Early bird gets the worm
I always hear the older generations of people talking about this saying and now with photography, I truly understand it now. Sometimes no matter what you do, you can never get a break. I went to Arashiyama Bamboo Grove in Kyoto and I tried the whole “if you wait, it will come” method and well….. It was never going to happen. I waited and waited for over 45 minutes in one spot trying to get the image I was after. I gave up and went for a Long exposure of 30 secs and it still was to busy to get a people free image. The way that Arashiyama Bamboo Grove is set up, there is a steady flow of people due to its long and wide path way no choke points to slow down foot traffic. This place will never create a moment in time when you can get a people free image if there is any type of steady foot traffic. When this happens, you have to set your alarm at 4:45 AM(depends on the time of year) and get there before sunrise to beat the tourists.
Here you can see a normal image with all the people walking up and down the path. I loved the sunlight hitting the top of trees and really really wanted to get this shot. The next image is a 30 sec exposure and you can see that it was not even close to what I wanted.
Here is my Sunrise image of the Arashiyama Bamboo Grove in Kyoto. I was able to shoot here with about 3-4 other photographers getting the shots we all wanted to get. When you wake up that early, you run into some really nice people. We all knew why each of us were there and we worked together getting the images that we wanted to capture while not getting in each other shot. Once I got what I wanted, I left and ran into the first tour group at 7:00 AM. They asked me to pose for them as I walked out. Fun times but early mornings suck!
Embrace the people and use them instead
Sometimes trying to remove the people is pointless cause you will waste more time waiting for the gap in traffic or in photoshop removing that one person with the clone stamp. Sometimes having a person in your photos help give scale or perspective to the image. If you photograph a Giant Red Wood Tree, you can’t really tell how large it is until you put a person next to it. Sometimes I add a person in my images to show emotion. I was in Paris at the Musée de l’Orangerie seeing the Water lilies by Claude Monet which these sets of paintings are very long and tall paintings wrap around a round room. These are amazing painting to see in person but a photo of them could not really tell you the scale and the beauty of them. I took a few images without people in the image but it did not have the feeling and show how amazing this place was. So I took a few images with this one girl(my wife) looking at the painting on the wall. This was the trick that help give the image a sense of scale along with a emotion.
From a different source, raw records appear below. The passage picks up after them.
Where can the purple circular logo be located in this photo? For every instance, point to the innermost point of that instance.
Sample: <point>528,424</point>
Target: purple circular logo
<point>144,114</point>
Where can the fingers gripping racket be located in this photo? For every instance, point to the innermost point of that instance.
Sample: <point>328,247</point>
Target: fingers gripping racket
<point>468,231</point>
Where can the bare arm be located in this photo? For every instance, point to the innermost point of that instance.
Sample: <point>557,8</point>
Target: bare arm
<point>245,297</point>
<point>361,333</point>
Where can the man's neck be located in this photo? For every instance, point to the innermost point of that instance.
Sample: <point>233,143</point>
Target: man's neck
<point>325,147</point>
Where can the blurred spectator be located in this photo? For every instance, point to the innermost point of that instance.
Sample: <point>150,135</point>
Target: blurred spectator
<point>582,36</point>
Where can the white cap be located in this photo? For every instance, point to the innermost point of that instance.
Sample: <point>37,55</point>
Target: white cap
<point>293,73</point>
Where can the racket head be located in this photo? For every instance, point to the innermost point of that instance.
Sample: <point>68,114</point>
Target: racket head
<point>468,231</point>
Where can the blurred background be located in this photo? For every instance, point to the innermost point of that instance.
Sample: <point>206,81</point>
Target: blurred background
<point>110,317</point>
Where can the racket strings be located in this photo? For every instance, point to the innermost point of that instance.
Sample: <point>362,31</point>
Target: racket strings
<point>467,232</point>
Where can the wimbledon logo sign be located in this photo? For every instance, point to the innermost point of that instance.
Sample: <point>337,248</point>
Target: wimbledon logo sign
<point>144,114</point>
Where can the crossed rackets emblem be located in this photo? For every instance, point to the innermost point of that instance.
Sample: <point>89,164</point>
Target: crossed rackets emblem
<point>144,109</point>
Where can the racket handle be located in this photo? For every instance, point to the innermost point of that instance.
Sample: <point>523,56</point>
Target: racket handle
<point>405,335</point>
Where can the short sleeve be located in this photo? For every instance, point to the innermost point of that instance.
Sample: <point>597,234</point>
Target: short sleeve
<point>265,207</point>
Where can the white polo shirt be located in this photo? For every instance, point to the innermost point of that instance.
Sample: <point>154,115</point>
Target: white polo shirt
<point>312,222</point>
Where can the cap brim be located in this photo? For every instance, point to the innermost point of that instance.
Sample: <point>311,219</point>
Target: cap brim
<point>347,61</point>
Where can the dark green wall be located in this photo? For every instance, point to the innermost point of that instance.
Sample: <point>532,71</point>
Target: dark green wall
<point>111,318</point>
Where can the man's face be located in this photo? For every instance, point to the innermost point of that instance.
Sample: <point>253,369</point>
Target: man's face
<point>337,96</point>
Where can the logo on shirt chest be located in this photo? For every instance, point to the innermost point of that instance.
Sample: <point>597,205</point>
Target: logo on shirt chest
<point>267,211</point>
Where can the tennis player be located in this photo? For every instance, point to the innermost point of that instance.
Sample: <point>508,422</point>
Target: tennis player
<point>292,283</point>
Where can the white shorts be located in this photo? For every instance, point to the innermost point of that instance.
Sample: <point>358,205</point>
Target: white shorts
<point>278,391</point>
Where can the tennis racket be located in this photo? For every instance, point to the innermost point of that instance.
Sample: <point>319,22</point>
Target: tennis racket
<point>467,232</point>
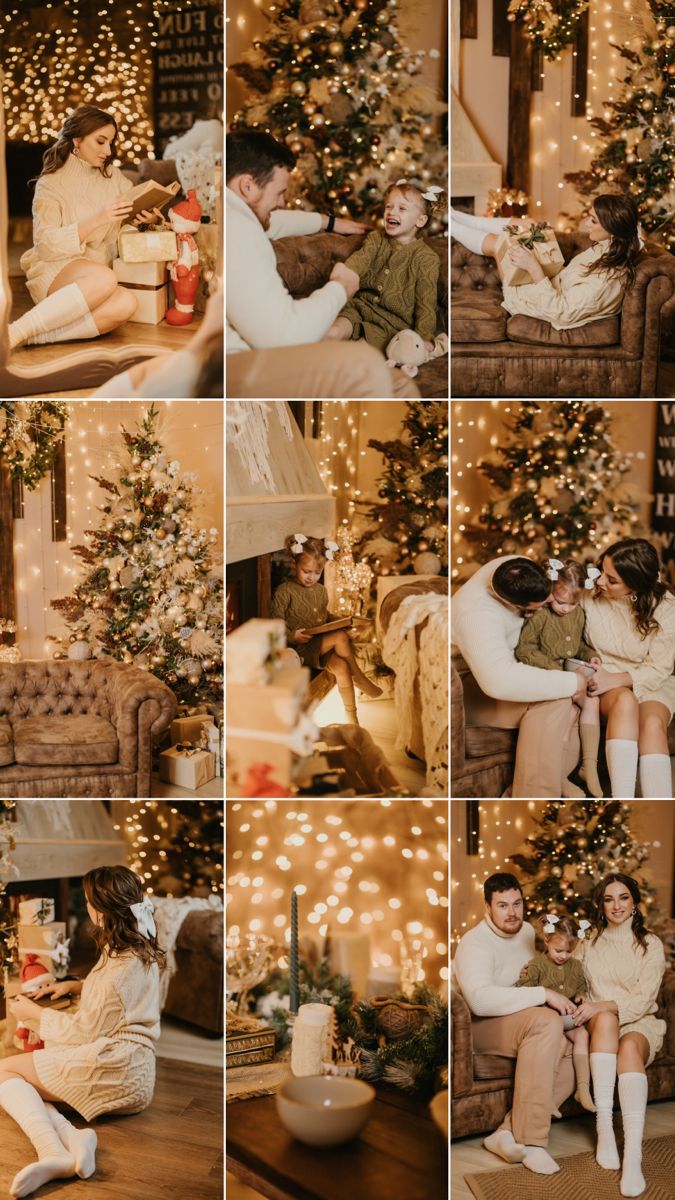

I know that there are more than one way to skin a cat when it comes to things like this. Am not saying that my ways are the very best when it comes to getting that people free image, but they work for me. I just found that if you keep it very simple and easy, it typically the best solution to a problem. So the next time you are out and waiting to get that perfect image of a Zen like landscape, try and use one of my methods of dealing with people. My favorite way of dealing with the people is the early morning shoots cause you really do feel alone in magical places like the Bamboo Forest. Being alone by yourself in places like that in such an amazing feeling without the Ipads and selfie sticks. Hope you enjoyed this post and please share with me what method you use to create your images.